To lose weight or rejuvenate, the beauty filters of social networks are the new distorting mirrors of the connected generation, which the government wants to regulate to limit the harmful effects on the youngest.
Its use has become common on platforms Tik TokInstagram or Snapchat, where they allow you to smooth the texture of the skin and remove wrinkles, refine the nose and face, add moles or apply virtual makeup.
On Friday, the government proposed making it mandatory to display a notice when a filter or edit is applied to promotional content posted by an influencer.

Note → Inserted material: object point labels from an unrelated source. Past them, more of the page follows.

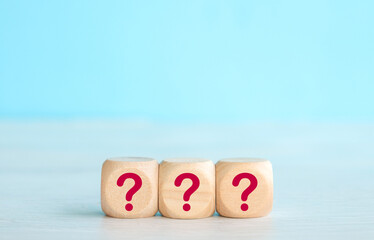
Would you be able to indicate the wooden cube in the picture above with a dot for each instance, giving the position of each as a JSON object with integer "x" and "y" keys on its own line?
{"x": 129, "y": 187}
{"x": 187, "y": 188}
{"x": 244, "y": 187}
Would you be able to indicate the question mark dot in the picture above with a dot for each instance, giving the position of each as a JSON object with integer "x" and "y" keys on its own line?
{"x": 244, "y": 207}
{"x": 128, "y": 207}
{"x": 186, "y": 207}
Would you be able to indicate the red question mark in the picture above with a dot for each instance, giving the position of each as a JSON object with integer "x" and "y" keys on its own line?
{"x": 133, "y": 190}
{"x": 195, "y": 185}
{"x": 248, "y": 190}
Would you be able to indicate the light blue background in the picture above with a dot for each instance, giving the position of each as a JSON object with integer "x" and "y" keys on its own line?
{"x": 187, "y": 60}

This measure, whose guidelines are not yet known, will form part of a bill that will be studied next week in a public session in the National Assembly. In 2017, the “Photoshop decree” already made it mandatory to mention “retouched photography” in ads for models whose silhouette had been modified.
And today, Instagram and Tik Tok they already allow you to show the filters used, so that subscribers can use them too. The latter, doped with artificial intelligence called “generative”, are also difficult to identify without this mention.
For example, the popular “Bold Glamour” filter has been used more than 28 million times on Tik Tok with many users complaining about significant differences between their “natural” and modified image.
Like thousands of anonymous people, celebrities such as the ex-model Carla Bruni or Miss France Iris Mittenaere have denounced, with supporting images, on Instagram the effect of this new beauty standard on the youngest.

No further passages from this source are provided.